Abstract: Democracy is in a global crisis, which technology has not so far helped us overcome. Large language models provide a new tool for finding answers to specific questions and summarizing complex information. However, the monolithic perspective on reality that chatbots provide – tuned by technology corporations – raises questions about their role in liberal democracy. I will argue that we can use AI technology to capture and map a plurality of perspectives and scale a classical element of participatory democracy: citizen assemblies. Citizen assemblies are deliberative forums of randomly selected citizens brought together to discuss a particular issue and share their opinions. The goal is for the opinions of the participants to impact the political process, e.g., through recommendations to representatives of the government. In recent years, citizen assemblies have gained some traction worldwide, particularly in Europe and North America. For instance, the French Citizens’ Convention for Climate (2019-2020) brought together 150 citizens to propose measures for reducing greenhouse gas emissions. Similarly, the Irish Citizens’ Assembly (2016-2018) played an important role in shaping public opinion and government policy on issues like abortion and same-sex marriage.

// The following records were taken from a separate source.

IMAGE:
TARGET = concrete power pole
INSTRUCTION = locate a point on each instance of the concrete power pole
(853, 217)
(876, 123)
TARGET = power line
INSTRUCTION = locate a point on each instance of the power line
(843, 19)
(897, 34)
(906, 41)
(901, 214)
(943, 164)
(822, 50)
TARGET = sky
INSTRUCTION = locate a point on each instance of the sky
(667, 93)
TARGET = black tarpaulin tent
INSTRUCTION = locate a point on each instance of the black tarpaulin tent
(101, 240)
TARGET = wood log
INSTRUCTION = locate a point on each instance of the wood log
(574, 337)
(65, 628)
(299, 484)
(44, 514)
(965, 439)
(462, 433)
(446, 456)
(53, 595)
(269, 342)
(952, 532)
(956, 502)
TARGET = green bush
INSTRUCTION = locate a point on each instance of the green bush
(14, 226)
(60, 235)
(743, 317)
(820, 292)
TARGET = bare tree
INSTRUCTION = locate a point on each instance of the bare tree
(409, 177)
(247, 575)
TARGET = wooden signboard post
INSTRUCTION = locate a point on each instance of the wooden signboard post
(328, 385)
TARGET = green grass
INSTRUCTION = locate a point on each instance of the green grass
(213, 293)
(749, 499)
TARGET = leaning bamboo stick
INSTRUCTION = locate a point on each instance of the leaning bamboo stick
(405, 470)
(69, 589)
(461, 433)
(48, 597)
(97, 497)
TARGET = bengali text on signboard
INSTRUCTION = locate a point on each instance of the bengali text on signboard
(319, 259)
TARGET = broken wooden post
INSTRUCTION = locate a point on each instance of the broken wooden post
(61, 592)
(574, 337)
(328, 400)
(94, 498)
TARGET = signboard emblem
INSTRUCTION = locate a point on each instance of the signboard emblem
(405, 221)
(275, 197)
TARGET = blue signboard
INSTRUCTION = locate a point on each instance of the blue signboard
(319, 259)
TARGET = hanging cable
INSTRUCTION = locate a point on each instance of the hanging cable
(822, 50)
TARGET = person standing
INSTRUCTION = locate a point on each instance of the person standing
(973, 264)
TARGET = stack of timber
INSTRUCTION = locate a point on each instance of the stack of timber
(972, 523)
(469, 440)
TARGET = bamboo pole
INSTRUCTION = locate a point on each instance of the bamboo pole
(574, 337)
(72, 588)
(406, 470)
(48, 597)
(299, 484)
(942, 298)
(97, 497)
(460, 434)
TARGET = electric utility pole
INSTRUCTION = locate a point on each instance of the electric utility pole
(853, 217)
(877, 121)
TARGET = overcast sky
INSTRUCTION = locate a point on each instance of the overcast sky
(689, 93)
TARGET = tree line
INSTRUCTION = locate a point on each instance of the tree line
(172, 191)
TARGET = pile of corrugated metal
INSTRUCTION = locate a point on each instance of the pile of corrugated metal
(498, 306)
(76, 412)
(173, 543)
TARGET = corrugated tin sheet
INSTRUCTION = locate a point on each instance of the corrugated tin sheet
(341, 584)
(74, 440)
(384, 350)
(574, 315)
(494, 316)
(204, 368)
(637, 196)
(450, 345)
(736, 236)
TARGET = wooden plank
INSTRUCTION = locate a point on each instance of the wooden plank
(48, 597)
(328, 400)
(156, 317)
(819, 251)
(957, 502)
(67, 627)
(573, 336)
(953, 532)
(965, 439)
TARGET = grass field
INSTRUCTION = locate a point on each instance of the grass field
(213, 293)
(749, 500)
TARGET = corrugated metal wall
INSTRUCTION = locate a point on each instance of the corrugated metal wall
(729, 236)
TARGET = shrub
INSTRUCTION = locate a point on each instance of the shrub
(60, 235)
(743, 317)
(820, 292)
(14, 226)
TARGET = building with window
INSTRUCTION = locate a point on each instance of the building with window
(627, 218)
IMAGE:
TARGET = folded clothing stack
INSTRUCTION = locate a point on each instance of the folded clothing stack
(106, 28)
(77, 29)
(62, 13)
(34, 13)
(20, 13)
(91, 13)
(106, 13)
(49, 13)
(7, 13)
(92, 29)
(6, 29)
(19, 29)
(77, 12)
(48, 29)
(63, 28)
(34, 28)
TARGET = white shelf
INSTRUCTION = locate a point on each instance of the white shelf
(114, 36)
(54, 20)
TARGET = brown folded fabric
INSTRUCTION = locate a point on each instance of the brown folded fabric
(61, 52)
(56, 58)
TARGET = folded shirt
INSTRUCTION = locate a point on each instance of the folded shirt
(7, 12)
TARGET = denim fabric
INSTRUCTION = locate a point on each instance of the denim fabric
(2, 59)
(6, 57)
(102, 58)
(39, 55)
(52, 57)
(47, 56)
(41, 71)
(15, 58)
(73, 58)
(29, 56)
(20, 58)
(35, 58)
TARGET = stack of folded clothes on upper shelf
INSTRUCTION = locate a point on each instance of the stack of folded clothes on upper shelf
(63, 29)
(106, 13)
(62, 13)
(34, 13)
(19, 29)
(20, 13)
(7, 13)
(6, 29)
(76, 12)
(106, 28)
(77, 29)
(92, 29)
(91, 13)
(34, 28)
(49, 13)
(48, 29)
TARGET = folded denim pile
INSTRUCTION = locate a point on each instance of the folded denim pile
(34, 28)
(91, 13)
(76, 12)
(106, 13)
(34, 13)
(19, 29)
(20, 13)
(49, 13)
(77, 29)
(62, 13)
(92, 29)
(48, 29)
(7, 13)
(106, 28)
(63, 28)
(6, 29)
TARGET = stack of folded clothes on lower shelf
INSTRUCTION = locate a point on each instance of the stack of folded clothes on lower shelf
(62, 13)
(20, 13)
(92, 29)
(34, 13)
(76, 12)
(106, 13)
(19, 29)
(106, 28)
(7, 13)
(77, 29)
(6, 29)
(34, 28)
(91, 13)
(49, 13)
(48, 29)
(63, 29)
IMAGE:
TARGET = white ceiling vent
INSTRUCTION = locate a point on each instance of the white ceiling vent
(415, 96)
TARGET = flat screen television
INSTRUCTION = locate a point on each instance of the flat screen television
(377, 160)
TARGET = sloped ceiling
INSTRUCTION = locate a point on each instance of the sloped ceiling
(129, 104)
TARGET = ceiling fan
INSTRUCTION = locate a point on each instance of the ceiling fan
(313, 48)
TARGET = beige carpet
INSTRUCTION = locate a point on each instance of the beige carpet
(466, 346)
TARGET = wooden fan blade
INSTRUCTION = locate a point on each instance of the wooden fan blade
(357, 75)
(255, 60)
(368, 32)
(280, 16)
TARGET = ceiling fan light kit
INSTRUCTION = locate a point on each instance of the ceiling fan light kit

AI technology can help us (1) scale citizen assemblies affordably to thousands or millions of participants and (2) map the landscape of nuanced opinions in a transparent and verifiable fashion. Assemblies can be recorded and transcribed automatically, and the variety of positions summarized using language models. Novel methods combining language models and multivariate analyses can then capture the complete space of opinions as a graph whose nodes represent opinions at a range of levels of abstraction, from broad to nuanced. People (including but not limited to the participants of the assemblies) can traverse the graph online, attach ratings of their degree of belief in the opinions, and add opinions not yet captured. Implementing this project at Columbia would require a broad collaboration among faculty spanning the humanities, the social sciences, the natural sciences, and engineering. The project would leverage modern AI to help make good on the promise of liberal democracy.